The timing of these geopolitical tensions could hardly be much worse because:

  1. They are in addition to the economic tensions of a potential US-China trade war that would quickly become a global trade war. You can easily imagine a scenario where China’s heavily debt-burdened and so very vulnerable economy virtually collapses, with the blame placed squarely on the new US trade policies.
  2. Xi Jinping, China’s President, cannot afford to appear weak right now. The reason is this year’s 19th National Congress that takes place in the autumn. In the build-up to the Congress, Xi must maintain economic and political credibility. Professor Minxin Pei of California’s Claremont McKenna Colleges says this is because: a.) Xi wants to ensure he has enough influence at the Congress to avoid his successor being named during the event. If that was the case he would become a “lame duck” president during his remaining five years in office; b) he wants the Congress to support his nominees for China’s top governing body – The Politburo Standing Committee.

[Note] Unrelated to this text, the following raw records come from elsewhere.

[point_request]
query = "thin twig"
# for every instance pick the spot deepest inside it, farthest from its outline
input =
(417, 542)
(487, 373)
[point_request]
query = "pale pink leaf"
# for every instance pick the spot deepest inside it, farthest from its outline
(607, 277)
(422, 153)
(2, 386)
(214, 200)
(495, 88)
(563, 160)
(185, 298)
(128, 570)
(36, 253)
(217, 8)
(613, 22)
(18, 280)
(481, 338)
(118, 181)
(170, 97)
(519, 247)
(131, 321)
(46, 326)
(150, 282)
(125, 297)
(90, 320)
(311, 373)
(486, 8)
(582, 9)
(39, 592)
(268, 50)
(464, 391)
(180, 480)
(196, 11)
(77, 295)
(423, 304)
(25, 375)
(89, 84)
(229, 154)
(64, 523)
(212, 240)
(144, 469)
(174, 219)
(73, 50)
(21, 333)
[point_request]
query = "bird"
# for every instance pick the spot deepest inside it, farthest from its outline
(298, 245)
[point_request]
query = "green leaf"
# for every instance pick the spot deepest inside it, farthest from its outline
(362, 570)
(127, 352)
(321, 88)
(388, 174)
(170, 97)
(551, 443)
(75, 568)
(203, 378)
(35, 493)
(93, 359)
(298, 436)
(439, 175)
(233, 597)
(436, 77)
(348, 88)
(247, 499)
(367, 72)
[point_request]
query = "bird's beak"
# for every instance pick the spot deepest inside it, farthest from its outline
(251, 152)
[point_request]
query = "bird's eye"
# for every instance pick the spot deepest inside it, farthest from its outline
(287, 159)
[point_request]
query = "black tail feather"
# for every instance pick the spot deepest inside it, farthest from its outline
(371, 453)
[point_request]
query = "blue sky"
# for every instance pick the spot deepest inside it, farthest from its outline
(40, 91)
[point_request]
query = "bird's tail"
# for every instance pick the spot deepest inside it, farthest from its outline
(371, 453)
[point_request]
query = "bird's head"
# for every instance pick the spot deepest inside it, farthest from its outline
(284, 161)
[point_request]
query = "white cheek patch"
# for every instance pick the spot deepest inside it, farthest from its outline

This is incredibly worrying. You can easily see how “sabre rattling” by both sides might get out of hand.

In Mr Trump’s 1987 best-selling book, The Art of The Deal, he writes:

My style of deal-making is quite simple and straightforward. I aim very high, and then I just keep pushing and pushing to get what I’m after. Sometimes I settle for less than I sought, but in most cases I still end up with what I want.

This has of course worked superbly well for Mr Trump in his business dealings. But in nation-to-nation dealings, neither side usually ends up with exactly what it wants. Both sides have to compromise. The reason is that no country’s leaders can go back to the people that they represent empty-handed. This is unless a country goes to war in a bid to get exactly what it ideally wants.

Sure, Mr Trump’s new to approach to diplomacy might work – and I again I must stress that this not political commentary. It is instead meant to help you avoid the kind of dangerous complacency that assumes a “business as usual” outcome for the global economy in 2017.